Governor of Kwara State
- In office 28 May 1967 – July 1975
- Preceded by: Hassan Katsina (Northern Region)
- Succeeded by: Ibrahim Taiwo

Personal details
- Born: 7 December 1940 Omu-Aran, Kwara State, Nigeria
- Died: 21 September 2018 (aged 77)

Military service
- Allegiance: Nigeria
- Branch/service: Nigerian Army
- Rank: Brigadier general

= David Bamigboye =

Nigerian politician and Military General

Femi David Lasisi Bamigboye (7 December 1940 – 21 September 2018) was a Nigerian military commander and politician of Kwara State from May 1967 to July 1975, after it had been split from the old Northern Region during the military regime of General Yakubu Gowon.

David Bamigboye is a member of the Igbomina ethnic group.
His younger brother is Theophilus Bamigboye, another military ruler turned politician.

In 1968 he created the Kwara State Ministry of Education, with a department to handle Scholarship/Bursary matters.
In 1971 he announced a decision to establish the Kwara State Polytechnic, which came into existence in 1972.
In December 1972 he opened the new premises of Ola-Olu Hospital with accommodation for thirty-five beds.

In 1977, some properties he owned in Ilorin were seized, not to be returned until 26 years later in May 2003.

In 2009, his son, Femi David Bamigboye, was appointed special assistant to the Kwara State governor.

==Tenure==

Bamigboye was the first military governor appointed to Kwara State in 1967. His administration benefited from a group of highly intelligent, experienced, and patriotic civil servants who were deployed to the newly created state. Working alongside the State Executive Council, Bamigboye oversaw a number of notable achievements during his tenure.

One of the administration’s major accomplishments was the construction of government secretariats in the state capital and in all local government headquarters, which provided office space for civil servants. The government also developed water works across the state to ensure access to clean drinking water for the population. Infrastructure improvements included the construction of the Oyo Bypass Road (now Ibrahim Taiwo Road) and other roads within the state. Additionally, the administration built the Kwara Hotels in Ilorin to promote hospitality and tourism.

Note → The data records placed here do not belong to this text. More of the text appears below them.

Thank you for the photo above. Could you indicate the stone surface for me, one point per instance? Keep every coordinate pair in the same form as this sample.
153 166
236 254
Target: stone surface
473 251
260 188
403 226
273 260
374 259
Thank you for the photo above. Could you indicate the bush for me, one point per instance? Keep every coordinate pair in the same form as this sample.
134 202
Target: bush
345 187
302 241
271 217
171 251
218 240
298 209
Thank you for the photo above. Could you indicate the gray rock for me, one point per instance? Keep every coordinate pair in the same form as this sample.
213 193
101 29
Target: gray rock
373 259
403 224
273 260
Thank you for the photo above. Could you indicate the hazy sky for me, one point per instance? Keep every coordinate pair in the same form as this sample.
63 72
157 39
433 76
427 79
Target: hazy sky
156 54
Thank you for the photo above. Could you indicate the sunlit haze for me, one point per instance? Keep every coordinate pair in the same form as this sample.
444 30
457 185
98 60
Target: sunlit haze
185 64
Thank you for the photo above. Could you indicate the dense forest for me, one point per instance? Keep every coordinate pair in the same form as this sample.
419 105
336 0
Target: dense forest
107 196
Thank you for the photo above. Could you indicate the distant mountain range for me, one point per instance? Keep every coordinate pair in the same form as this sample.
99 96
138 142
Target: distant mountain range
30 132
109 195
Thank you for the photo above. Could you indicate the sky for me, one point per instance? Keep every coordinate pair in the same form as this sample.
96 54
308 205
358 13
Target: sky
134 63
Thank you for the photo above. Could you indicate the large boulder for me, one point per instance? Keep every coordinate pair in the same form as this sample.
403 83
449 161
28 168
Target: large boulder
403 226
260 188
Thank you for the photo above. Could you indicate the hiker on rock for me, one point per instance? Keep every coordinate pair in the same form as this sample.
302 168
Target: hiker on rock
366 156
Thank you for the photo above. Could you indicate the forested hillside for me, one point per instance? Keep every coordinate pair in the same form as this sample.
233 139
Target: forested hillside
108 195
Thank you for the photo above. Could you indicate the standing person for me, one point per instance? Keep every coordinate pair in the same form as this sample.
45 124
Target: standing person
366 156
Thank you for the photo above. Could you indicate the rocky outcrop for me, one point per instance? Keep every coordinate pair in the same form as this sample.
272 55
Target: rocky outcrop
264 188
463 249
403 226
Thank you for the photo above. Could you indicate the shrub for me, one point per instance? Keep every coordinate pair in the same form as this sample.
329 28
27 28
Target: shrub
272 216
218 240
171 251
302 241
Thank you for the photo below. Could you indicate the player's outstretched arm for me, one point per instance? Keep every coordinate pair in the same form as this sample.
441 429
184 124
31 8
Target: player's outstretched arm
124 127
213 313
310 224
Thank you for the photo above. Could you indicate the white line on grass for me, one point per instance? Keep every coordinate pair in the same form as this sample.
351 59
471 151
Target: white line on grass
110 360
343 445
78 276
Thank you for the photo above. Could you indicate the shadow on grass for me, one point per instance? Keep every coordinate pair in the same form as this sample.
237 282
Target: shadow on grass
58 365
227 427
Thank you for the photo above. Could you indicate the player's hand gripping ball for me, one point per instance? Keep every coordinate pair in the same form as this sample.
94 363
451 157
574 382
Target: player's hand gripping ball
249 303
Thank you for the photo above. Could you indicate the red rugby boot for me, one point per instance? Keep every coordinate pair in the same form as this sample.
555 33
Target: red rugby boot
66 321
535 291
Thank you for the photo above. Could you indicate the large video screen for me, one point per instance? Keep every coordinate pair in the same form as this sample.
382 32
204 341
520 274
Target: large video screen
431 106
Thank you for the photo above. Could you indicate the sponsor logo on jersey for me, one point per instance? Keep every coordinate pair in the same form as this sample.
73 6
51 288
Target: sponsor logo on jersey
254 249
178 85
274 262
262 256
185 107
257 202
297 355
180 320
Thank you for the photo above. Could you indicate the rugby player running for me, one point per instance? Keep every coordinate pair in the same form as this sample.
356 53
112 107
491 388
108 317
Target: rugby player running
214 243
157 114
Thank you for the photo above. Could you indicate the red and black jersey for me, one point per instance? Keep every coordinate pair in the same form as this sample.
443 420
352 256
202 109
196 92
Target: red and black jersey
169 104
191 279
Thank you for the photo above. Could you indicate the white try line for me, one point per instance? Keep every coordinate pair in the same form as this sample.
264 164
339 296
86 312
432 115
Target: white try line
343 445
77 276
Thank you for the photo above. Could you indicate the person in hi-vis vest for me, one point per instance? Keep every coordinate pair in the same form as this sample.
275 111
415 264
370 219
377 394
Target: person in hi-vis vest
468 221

In response to public demand for quality education, the administration established several government secondary schools and technical colleges. Communities and religious organisations were also encouraged to set up additional secondary schools. Major educational institutions founded during this period include the Kwara College of Technology (now Kwara State Polytechnic) and the School of Nursing and Midwifery, both located in Ilorin.

The Bamigboye administration also focused on improving healthcare delivery by building general hospitals in major towns and establishing healthcare centres in rural areas. To support economic development and state services, a number of government enterprises were founded. These included the Kwara State Printing and Publishing Corporation, the Government Printing Press, and the Gateway Insurance Company (established in 1970 to serve both Kwara State and the wider Nigerian market). Other institutions founded during this period include the Kwara State Investment Corporation, Kwara Paper Converters, Erin-Ile Midland Stores, and Nigerian Television (NTV), which later became NTA Ilorin.

Further initiatives included the establishment of the Kwara Food Production Company Ltd in 1973, known for producing Eagle Rice, among other products. The administration also founded the Kwara State Council for Arts and Culture on 1 September 1970 and the Kwara State Council in 1969.

==Awards==
The Outstanding Leadership Award was conferred on Bamigboye by the Governor of Kwara State, Abdulfatah Ahmed, on 27 May 2017.